Lorsque les ancres furent levées et que les cordages se libérèrent, les deux frégates avancèrent en duo mesuré dans un monde que seules les cartes suggéraient pouvoir être digne de confiance. Le 1er août 1785, la Boussole et l'Astrolabe quittèrent leur port et longèrent la côte vers l'Atlantique ouvert. Les voiles se gonflèrent, les coques gémirent, et l'odeur de goudron et de toile mouillée se mêla dans l'air.
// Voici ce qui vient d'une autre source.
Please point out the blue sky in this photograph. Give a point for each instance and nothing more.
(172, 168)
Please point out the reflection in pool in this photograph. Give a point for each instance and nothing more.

Les premiers véritables tests n'étaient pas de curiosité mais de navigation : comment les hommes travailleraient-ils ensemble, comment les instruments se comporteraient-ils sous de longues heures de sel et de soleil ?

Les jours immédiats en mer étaient un défilé de petites tempêtes et d'horizons vastes. Une tempête pouvait apparaître comme un bord noir dans le ciel occidental, et alors sa voix — une collision de vent dans les haubans et le bruit des vagues contre le bois — emplissait les ponts. Les hommes s'attachaient ; des planches glissantes de goudron devenaient un endroit où un faux pas pouvait signifier une jambe cassée ou pire. Des gerbes d'eau balayaient l'arrière, fouettant les visages et remplissant les creux des vêtements de sel qui s'accrochait en séchant. Les cartes étaient souvent consultées, car même l'Atlantique avait des hauts-fonds et des courants qui exigeaient du respect. Les instruments de navigation étaient utilisés en permanence, les distances lunaires mesurées la nuit avec les sextants, les chronomètres comparés et réconciliés dans le tumulte des ponts qui penchaient et tanguait.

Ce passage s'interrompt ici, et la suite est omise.